Simon Bell, Commercial Manager, Sage Ireland said:
“The proposed extension to the SEPA transition phase, while welcome, is a precautionary measure intended to give more time for companies to become compliant. The situation is still crystalising and it remains to be seen how this proposal will be implemented at a national level. As such, Sage would advise that businesses continue to work towards the 1st February deadline to avoid the risk of a shutdown of payments in and out of their companies after this date. In early December, ISME reported that 73% of SMEs have started the implementation process and we are aware that there have been significant strides in the market since then. Sage have been at the forefront in preparing for SEPA for the last year and urges businesses to not be complacent in completing their migration and to continue working to the legal migration deadline of 1st February 2014.
“Minister for Small Business, John Perry T.D., yesterday echoed this sentiment: “Even with this proposed additional transition period of six months, I am still urging all businesses to act now and contact their bank and software provider to help ensure that their pay-roll, direct debit and accounting systems are SEPA ready before the February deadline. Each bank will be able to advise their clients on any actions that need to be taken to make sure that each business is fully SEPA-compliant for 1st February.”

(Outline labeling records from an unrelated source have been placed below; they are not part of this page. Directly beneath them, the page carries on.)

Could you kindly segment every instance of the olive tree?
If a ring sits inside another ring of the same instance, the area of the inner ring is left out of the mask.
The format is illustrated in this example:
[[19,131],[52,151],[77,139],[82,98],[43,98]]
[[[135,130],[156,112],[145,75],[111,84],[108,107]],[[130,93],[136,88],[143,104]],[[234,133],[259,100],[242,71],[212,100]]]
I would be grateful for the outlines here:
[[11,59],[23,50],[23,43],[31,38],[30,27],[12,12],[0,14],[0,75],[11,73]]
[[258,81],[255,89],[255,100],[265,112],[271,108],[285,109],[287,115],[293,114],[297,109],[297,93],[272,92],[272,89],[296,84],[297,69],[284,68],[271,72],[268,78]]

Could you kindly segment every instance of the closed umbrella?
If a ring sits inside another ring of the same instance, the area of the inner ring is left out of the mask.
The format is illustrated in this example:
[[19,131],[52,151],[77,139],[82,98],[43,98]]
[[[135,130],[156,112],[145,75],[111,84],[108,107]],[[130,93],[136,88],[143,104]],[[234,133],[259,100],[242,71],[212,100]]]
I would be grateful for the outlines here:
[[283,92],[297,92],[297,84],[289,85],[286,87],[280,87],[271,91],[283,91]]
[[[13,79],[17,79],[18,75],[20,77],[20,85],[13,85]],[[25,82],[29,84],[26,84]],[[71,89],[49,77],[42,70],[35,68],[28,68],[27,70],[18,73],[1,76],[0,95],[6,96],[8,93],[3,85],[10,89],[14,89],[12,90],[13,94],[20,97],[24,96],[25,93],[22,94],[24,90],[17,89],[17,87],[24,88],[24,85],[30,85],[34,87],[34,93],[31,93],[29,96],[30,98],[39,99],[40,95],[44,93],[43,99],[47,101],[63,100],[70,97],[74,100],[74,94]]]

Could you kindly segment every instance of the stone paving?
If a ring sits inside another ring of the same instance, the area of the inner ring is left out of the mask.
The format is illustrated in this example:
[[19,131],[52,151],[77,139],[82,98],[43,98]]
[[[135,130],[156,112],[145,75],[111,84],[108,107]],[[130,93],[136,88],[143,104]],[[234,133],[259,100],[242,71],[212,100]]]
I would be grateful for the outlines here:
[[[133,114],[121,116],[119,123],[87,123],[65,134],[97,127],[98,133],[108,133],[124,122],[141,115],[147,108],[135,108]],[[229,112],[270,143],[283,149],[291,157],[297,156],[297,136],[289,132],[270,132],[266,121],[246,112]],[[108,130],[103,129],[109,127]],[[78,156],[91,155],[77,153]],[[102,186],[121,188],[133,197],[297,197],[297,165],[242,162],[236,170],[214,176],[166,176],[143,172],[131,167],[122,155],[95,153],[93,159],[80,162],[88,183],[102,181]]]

“SEPA is only one of five initiatives in the National Payments Plan. Businesses need to ensure they are also ready for the e-Day deadline on 19th September 2014. e-Day aims to reduce cheque usage in the economy and from the 19th September all central government, local authorities and State agencies will no longer issue or accept cheques. SMEs are either issuers or receivers of 60% of all cheques in Ireland so it is crucial that they are prepared for this change.”